Color of Change helps you tell the state of California to stop exploiting prison workers (who make as little as $1/day!) to fight wildfires. I have nothing to say to folks who think of prison workers as a giant pool of people they can use and abuse as they like, but to folks who wonder how California will ever make ends meet if they spend all more money paying prisoners to do the back-breaking work of fighting wildfires, I have this to say: your wonderment is a hostage situation -- don't pay prisoners what their work is actually worth, or we'll all burn up!. Too often we imagine that the world around us is the only world that can be, but we can bring back a world where states tax rich folks hard and stop funneling taxpayer money to crony corporations. At that point we'll actually find it a lot easier to do the right thing, but let's tell California to do the right thing anyway. Doing the right thing builds character, after all.
Meanwhile, Comcast has lately agreed to refund well over half a million dollars to Massachusetts customers who signed long-term cable contracts only to find themselves slammed with fancy-sounding fees that inflated their bills up to 40% above advertised prices. And when they realized they'd been had and tried to cancel their cable, Comcast slammed them again with a $200 "early termination" fee! Nice work if you can get it! And since it's absurd to think Comcast would only try this in Massachusetts, Consumer Reports helps you ask your state Attorney General to investigate whether cable corporations' add-on fees in your state amount to a fraudulent price hike. We imagine America as some kind of "free" market Wild West, but we must insist on laws (and law enforcement) that won't let corporations pull this kind of bait-and-switch on us. Indeed, things like this used to be a law-and-order issues for conservatives. I wonder what changed.

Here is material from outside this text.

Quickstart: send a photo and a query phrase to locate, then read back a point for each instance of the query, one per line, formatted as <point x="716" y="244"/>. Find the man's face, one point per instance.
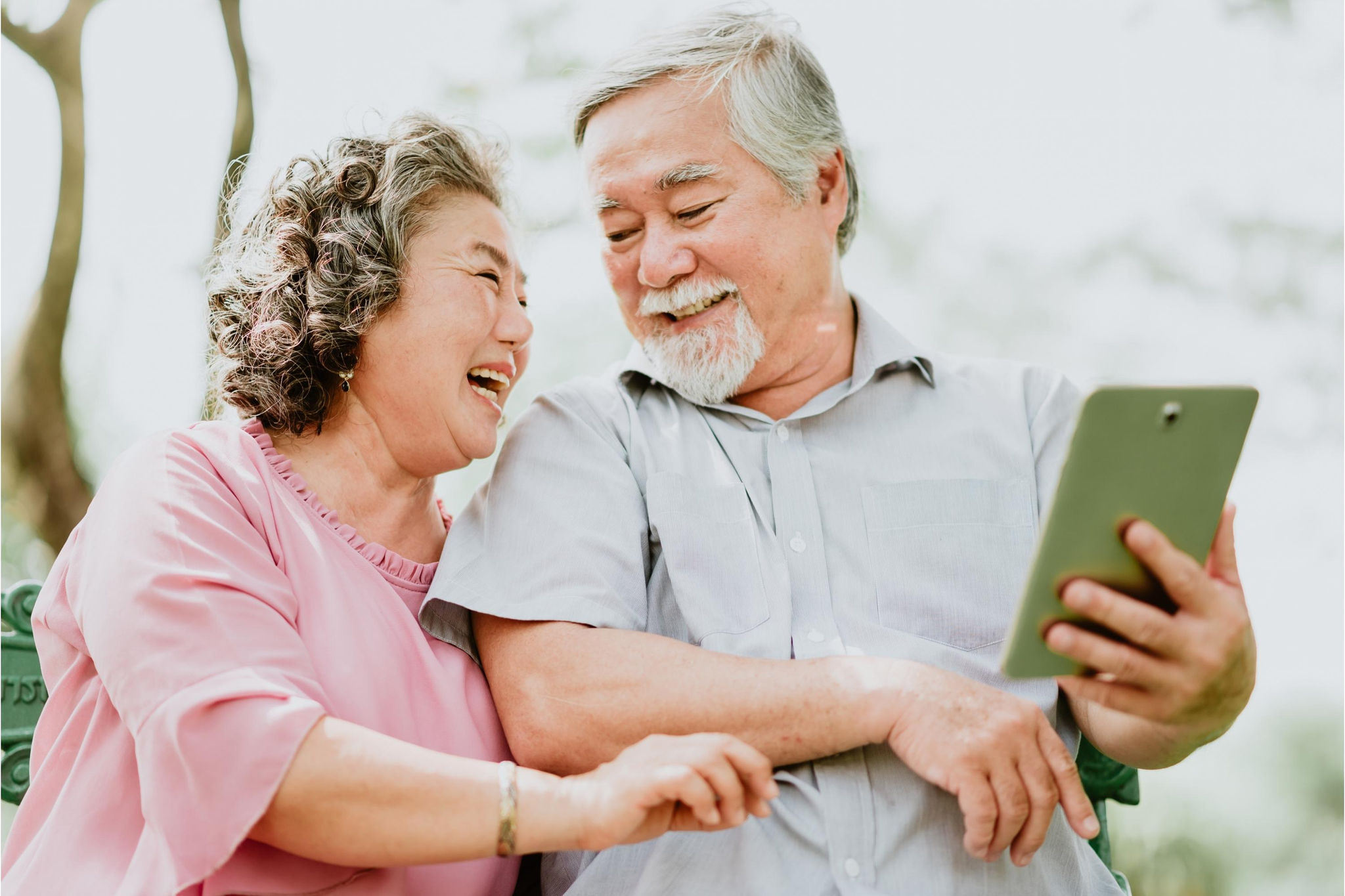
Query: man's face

Finally, if you've missed previous opportunities to tell our Environmental Protection Agency (or EPA) to reject its proposed plan to weaken its own methane emissions standards, then both the Sierra Club and the Union of Concerned Scientists still help you do that. You probably know the drill by now: oil and gas drilling corporations leak methane the way some folks leak gossip, methane emissions pack a far larger climate change punch than even coal emissions do, and when corporations ventilate methane into our air willy-nilly from drilling projects on public lands, they're also cheating American taxpayers out of royalties (since methane is a usable energy source, and, you know, public lands belong to the public). Always it seems like our Administration's EPA cares more about protecting polluters than protecting good Americans from polluters. But luckily, we are always here to remind them whom they are really pledged to protect.